La vision que suggère la systémique est même parfois fulgurante. C’est ainsi qu’à la lumière de la loi d’économie, les systèmes bureaucratiques apparaissent soudain dans toute leur aberration : à une étape de leur évolution, il entre dans de tels organismes plus de messages ou de quantités mesurables qu’il n’en sort, sans compter que la transformation absorbe à elle seule une bonne partie de l’énergie disponible ou produite. Il devient vite évident que l’objet réel de ces organismes, parvenus au stade entropique, n’est plus fonction du mandat qui leur a été confié mais se ramène à assurer leur propre survie en tant que système. C’est ici, bien sûr, un cas limite...

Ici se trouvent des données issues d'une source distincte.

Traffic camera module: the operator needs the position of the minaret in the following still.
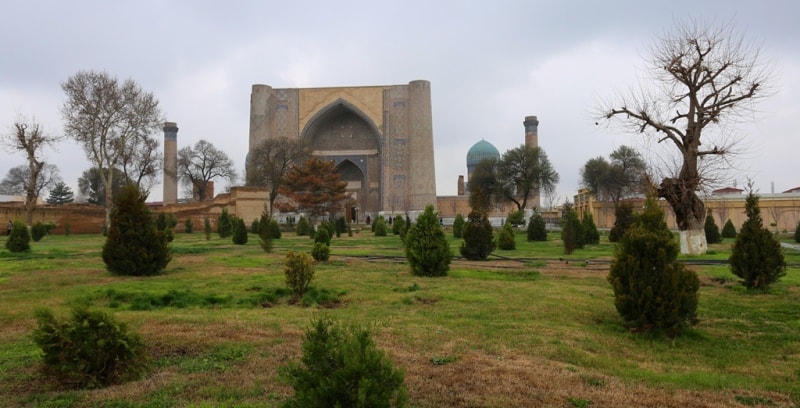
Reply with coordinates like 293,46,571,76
163,122,178,205
522,116,539,147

J’ai souvent évalué pour moi-même – et aussi pour d’autres, dans le cadre de conférences ou d’ateliers de croissance – le fonctionnement individuel de ce point de vue : input – ce que je reçois (ou ce que j’ai reçu) de la société, des autres; output – ce que je donne à la société, aux autres. Cet exercice permet d’évaluer, à partir du rapport entre l’input et l’output, son propre fonctionnement dans le monde : est-ce que je donne (moins, autant, plus) que je ne reçois (n’ai reçu jusqu’ici)? Il permet de se voir plus objectivement, ce qui a souvent pour effet de stimuler la motivation et de renouveler l’engagement personnel, car on n’aime guère reconnaître que l’on reçoit (que l’on a reçu) davantage que l’on ne donne! Du moins, les années d’adolescence passées.

un principe de vie

"Aucun vain combat ne l’agite..."

Li Fêng Lao-jên

Ce vers du poète taoïste se rapporte au sage considéré ici comme le guerrier accompli.

La «loi d’économie» est aussi un principe de vie. Elle doit nous inspirer non seulement dans la gestion de nos entreprises mais aussi dans nos vies : nos attitudes, nos comportements. Devant une tâche à accomplir, nous devons nous demander comment y parvenir sans perte inutile d’énergie.

Le dernier des neuf principes de Musashi nous rappelle en effet que l’objet de la démarche est la sagesse, l’action n’étant dans la tradition du guerrier que le moyen d’y parvenir.

"Sur le chemin le plus long on avance pas à pas. Réfléchissez-y sans vous hâter. Prenez la pratique de ces règles pour fonction de samouraï. [...]

"Forgez-vous par l’étude de mille jours et polissez-vous par l’étude de dix mille jours. Il faut bien y réfléchir."